Charcuterie; Green tea lime granita with whipped green tea and lime; chestnut velouté with duck confit, lavender oil, and sherry vinegar; Brûlée mushroom parfait; Beetroot spelt risotto and fennel salad; Peking duck, duck skin, peach preserves, brussels sprouts with bacon, and celeriac remoulade; Bourbon gums with vanilla sugar
I pat myself on the back for being able to cook food that tastes like food and doesn't make me sick, but we were totally blown away by all the preparation and care that went into making this dinner. The least Casey and I could do was show up with a few bottles of decent beer, which we did. Dan was one of my first "beer friends". We met while working at a liquor store and bottle shop in Boston more than ten years ago, and have been friends ever since. He introduced me to my first bottle share, even though I had no idea that's what it was called, and a lot of what I learned about beer early on, I learned from him. Needless to say, I was very excited to share some fun beers with him prior to dinner.
Jester King 2014 Atrial Rubicite; Jester King Aurelian Lure, Jester King Fen Tao, and Our Mutual Friend Brewing 24 FPS (Thanks, Jan!)
The sour beers all went well with the charcuterie (the aged Atrial rubicite went particularly well with the funky blue cheese, and the Fen Tao accented the homemade peach preserves Dan hade made). After dinner, we watched "Labyrinth" and enjoyed a Gold Road Kölsch from Mother Road Brewing – the consensus on this beer has been that despite Kölsch not being everyone's favorite style (come to think of it, I don't know that I've ever met anyone whose favorite style of beer is Kölsch), this one is brighter and more flavorful than average, and is really quite good.
On Friday, instead of going shopping, we slept in and allowed ourselves to finish digesting dinner from the night before. After that, we went out for what I like to call "Snack Friday", which involved eating and drinking our way around Chicago. We slurped ramen at Strings Ramen Shop, grabbed cocktails and light snacks at Girl and the Goat, stopped for burgers and beers at Kuma's Corner (side note: this place has the most entertaining menu ever. They must get a lot of vegan visitors on the hunt for waffle fries), and finished our adventures with beers at Hopleaf.
To say we ended the night feeling uncomfortably full would be a huge, bloated understatement. Despite skipping a meal or two for the last couple of days, we still haven't fully recovered, and I can't remember the last time I craved fruits and vegetables this much. It was for sure excessive, but I would 100% do it all over again. Just not any time soon.
On Saturday, we said goodbye to Dan, and continued our journey east. We stopped at 3 Floyds Brewing Co. for a light lunch and to try some beers including the Chevalier Bertrand Du Guesclin (blueberry sour), the Alpha King (Pale Ale), and the Vagrant Purge (a smoked hefeweizen, which while not my favorite, was a pleasant surprise because I generally don't care for hefeweizens or smoked beers).

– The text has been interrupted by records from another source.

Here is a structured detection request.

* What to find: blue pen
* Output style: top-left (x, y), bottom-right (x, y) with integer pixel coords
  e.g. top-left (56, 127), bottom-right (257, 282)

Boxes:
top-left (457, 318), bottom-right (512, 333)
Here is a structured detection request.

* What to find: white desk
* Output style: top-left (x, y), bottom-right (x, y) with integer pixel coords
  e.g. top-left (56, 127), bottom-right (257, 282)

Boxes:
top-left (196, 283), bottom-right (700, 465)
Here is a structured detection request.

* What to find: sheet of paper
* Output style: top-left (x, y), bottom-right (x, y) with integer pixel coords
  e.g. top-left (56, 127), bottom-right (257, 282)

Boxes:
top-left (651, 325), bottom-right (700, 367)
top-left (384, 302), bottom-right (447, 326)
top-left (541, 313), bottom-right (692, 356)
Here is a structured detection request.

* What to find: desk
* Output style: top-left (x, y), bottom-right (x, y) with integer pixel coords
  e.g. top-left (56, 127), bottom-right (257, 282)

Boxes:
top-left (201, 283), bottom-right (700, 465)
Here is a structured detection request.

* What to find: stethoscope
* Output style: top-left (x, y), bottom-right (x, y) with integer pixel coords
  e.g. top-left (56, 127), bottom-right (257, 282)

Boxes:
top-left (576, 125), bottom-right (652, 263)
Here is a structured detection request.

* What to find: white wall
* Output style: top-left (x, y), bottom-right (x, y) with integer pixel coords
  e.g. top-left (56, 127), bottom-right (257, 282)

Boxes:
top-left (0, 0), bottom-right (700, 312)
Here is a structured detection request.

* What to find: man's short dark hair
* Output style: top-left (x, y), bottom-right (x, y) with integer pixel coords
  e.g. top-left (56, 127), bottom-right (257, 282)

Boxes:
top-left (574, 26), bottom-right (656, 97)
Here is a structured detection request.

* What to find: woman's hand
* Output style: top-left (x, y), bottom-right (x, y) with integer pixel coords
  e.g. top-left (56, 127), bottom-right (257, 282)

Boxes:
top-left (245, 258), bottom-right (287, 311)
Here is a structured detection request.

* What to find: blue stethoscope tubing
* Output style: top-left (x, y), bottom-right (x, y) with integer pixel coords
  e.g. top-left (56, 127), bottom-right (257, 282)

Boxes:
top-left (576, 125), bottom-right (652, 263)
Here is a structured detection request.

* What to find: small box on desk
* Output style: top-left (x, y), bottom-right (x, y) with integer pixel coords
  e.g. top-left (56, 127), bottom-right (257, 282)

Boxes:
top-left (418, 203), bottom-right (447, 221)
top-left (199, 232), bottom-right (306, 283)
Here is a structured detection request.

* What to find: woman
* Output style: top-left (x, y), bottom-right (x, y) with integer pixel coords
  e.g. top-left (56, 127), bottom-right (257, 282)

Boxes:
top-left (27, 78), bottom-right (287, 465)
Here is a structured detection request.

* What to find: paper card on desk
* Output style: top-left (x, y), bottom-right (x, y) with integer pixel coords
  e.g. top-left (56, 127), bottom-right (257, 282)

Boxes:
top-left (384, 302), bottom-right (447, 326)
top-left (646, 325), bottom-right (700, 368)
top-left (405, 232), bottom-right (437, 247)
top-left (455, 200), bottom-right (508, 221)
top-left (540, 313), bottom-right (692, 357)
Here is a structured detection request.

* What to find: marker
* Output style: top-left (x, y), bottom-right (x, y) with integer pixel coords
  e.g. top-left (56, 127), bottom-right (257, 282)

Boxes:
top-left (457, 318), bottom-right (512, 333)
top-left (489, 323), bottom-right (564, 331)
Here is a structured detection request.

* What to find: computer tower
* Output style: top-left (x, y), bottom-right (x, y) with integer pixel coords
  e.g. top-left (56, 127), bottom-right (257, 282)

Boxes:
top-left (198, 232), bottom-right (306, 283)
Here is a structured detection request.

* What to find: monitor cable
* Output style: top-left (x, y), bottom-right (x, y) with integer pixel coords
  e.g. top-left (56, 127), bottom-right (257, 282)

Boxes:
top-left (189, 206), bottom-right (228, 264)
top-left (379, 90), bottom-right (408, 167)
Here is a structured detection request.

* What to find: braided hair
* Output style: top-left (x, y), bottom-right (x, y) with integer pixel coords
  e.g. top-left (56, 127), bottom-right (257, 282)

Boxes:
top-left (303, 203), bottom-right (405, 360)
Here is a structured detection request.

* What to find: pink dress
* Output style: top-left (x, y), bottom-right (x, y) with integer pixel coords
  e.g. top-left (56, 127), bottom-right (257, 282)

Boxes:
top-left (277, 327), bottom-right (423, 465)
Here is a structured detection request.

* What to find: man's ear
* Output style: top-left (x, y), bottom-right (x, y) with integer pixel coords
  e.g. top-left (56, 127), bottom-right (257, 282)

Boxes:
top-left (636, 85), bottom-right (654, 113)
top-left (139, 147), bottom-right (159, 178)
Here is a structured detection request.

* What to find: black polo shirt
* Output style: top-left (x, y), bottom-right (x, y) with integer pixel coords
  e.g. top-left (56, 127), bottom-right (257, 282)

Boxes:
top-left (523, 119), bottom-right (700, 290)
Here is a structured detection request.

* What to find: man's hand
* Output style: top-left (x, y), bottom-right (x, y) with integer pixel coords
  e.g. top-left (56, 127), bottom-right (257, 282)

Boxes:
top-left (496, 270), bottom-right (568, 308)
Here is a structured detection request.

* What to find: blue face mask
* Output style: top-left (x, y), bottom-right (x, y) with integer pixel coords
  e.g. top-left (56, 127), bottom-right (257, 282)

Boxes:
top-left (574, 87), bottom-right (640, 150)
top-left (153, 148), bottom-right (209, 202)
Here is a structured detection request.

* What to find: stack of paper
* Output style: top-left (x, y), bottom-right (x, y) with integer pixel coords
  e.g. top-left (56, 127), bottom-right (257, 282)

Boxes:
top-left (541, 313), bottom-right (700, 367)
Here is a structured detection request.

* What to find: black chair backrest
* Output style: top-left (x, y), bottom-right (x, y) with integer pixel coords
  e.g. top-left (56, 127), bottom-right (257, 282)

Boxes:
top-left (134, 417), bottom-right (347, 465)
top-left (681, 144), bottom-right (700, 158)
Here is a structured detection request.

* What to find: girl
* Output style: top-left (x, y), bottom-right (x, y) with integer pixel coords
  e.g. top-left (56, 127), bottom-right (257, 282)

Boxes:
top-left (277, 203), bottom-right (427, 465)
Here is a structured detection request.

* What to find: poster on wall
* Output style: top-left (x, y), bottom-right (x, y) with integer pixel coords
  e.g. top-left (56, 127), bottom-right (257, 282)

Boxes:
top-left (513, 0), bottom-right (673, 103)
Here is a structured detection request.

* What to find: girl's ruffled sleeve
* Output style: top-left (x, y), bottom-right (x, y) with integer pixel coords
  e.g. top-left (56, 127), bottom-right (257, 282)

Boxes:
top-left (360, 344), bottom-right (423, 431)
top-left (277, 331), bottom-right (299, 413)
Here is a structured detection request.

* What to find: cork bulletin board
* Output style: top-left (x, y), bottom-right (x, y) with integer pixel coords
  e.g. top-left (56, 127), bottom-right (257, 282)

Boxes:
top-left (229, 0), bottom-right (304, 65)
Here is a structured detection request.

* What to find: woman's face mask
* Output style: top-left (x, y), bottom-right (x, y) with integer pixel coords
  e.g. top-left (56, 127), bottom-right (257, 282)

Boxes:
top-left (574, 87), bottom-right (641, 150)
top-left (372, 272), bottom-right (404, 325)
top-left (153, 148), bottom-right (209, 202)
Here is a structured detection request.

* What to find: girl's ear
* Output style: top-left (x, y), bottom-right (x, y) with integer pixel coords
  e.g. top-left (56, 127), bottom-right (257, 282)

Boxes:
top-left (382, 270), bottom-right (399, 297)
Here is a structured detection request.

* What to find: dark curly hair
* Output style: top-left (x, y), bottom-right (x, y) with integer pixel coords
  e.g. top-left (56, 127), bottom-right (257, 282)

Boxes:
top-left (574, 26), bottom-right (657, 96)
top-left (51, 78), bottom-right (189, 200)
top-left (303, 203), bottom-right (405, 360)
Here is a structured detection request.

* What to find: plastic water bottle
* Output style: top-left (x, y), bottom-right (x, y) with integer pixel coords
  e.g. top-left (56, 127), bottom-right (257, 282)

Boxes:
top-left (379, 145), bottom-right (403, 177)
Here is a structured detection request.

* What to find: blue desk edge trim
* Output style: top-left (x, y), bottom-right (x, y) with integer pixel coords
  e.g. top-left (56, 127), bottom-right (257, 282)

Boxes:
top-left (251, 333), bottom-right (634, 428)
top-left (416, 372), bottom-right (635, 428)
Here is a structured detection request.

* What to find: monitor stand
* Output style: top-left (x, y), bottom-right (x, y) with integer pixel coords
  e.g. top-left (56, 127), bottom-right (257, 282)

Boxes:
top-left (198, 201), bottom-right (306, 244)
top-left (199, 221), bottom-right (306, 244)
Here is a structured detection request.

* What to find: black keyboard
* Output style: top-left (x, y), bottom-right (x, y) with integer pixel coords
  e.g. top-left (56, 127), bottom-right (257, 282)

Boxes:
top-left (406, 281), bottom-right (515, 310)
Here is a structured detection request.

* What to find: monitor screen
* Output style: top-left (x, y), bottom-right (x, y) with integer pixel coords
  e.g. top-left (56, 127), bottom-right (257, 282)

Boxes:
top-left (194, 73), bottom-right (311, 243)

We also got to try a Sauternes barrel aged apricot sour from Cigar City Brewing. Casey's favorite wine is Sauternes, which, if you've never had it, is a very syrupy sweet white dessert wine (I'm probably oversimplifying it. If you can't tell, I am more of a beer drinker), and it is usually too sweet for me. While the beer definitely had a very strong sweet sauternes flavor to it, the cloying syrupy sweetness I usually get from that type of wine was balanced out by the sourness of the beer. It was badass.
We'll be spending the next week or so galavanting around various parts of New York, so Casey can visit his company's office, and we can visit with my family and friends Upstate. It feels oddly calming to know we'll be in the Eastern time zone for the foreseeable future.